Common side effects include decreased appetite, headache, cough, nausea, vomiting, diarrhoea, rash and hair loss.
Read the NICE guidance about dabrafenib for treating BRAF V600 mutation-positive melanoma that's spread or can't be removed using surgery.
- Trametinib: Trametinib blocks the activity of the abnormal BRAF protein, slowing the growth and spread of cancer.
It's recommended by NICE either for use on its own or with dabrafenib for treating people with melanoma with a BRAF V600 mutation that's spread or can't be removed with surgery.

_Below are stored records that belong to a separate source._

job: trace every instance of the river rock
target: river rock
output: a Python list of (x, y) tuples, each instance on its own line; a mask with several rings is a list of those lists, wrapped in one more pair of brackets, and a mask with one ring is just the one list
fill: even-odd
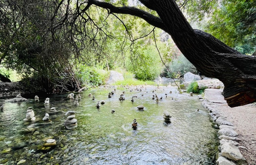
[(139, 105), (137, 107), (137, 108), (139, 109), (139, 110), (142, 110), (144, 108), (144, 106), (143, 105)]
[(194, 81), (201, 80), (201, 78), (199, 75), (194, 75), (189, 72), (186, 73), (184, 75), (184, 77), (185, 81)]
[(246, 159), (242, 155), (238, 147), (229, 143), (225, 143), (221, 146), (222, 156), (236, 161)]
[(64, 121), (64, 125), (69, 125), (70, 124), (74, 124), (77, 122), (77, 120), (73, 118), (71, 120), (69, 119), (66, 119)]
[(219, 126), (221, 125), (227, 125), (228, 126), (233, 126), (234, 125), (231, 122), (229, 121), (226, 119), (224, 119), (220, 117), (218, 118), (215, 121), (216, 124)]
[(73, 118), (75, 118), (75, 115), (70, 115), (70, 116), (68, 116), (68, 117), (67, 118), (68, 119), (69, 119), (69, 120), (71, 120)]
[(241, 140), (239, 138), (236, 137), (232, 137), (232, 136), (229, 136), (226, 135), (221, 135), (219, 136), (219, 139), (221, 140), (225, 139), (227, 140), (235, 140), (236, 141), (240, 141)]
[(225, 139), (223, 139), (219, 141), (219, 143), (220, 144), (222, 145), (225, 143), (229, 143), (235, 146), (238, 146), (239, 144), (236, 141), (231, 140), (227, 140)]
[(123, 75), (116, 72), (111, 71), (110, 71), (110, 76), (107, 82), (107, 84), (111, 84), (118, 81), (123, 80), (124, 79)]
[(236, 128), (234, 126), (228, 126), (227, 125), (221, 125), (219, 127), (220, 130), (221, 130), (223, 128), (231, 128), (233, 130), (235, 130)]
[(73, 115), (75, 113), (75, 112), (74, 111), (68, 111), (65, 114), (65, 116), (70, 116), (70, 115)]
[(238, 135), (237, 132), (231, 128), (223, 128), (219, 130), (217, 134), (219, 136), (224, 135), (232, 137), (234, 137)]
[(218, 165), (236, 165), (223, 157), (219, 157), (216, 161)]
[(28, 120), (31, 119), (34, 116), (35, 114), (34, 113), (34, 111), (32, 110), (31, 111), (27, 112), (26, 114), (26, 118)]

Common side effects include tiredness, nausea, headache, chills, diarrhoea, rash, joint pain, high blood pressure and vomiting.
Read the NICE guidance about trametinib in combination with dabrafenib for treating melanoma that's spread or can't be removed with surgery.
Radiotherapy and chemotherapy
- You may have radiotherapy after an operation to remove your lymph nodes, and it can also be used to help relieve the symptoms of advanced melanoma. Controlled doses of radiation are used to kill cancerous cells.
- If you have advanced melanoma, you may have a single treatment or a few treatments. Radiotherapy after surgery usually consists of a course of five treatments a week (one a day from Monday to Friday) for a number of weeks. There's a rest period over the weekend.
- Common side effects associated with radiotherapy include:
tiredness, nausea, loss of appetite, hair loss, sore skin.
Many side effects can be prevented or controlled with prescription medicines, so tell your treatment team if you experience any. The side effects of radiotherapy should gradually reduce once treatment has finished.
- Chemotherapy is now rarely used to treat melanoma. Targeted treatments and immunotherapy (as described above) are the preferred treatment options.
- Research is underway to produce vaccines for melanoma, either to treat advanced melanoma or to be used after surgery in people with a high risk of the melanoma returning.
They're currently only given as part of a clinical trial.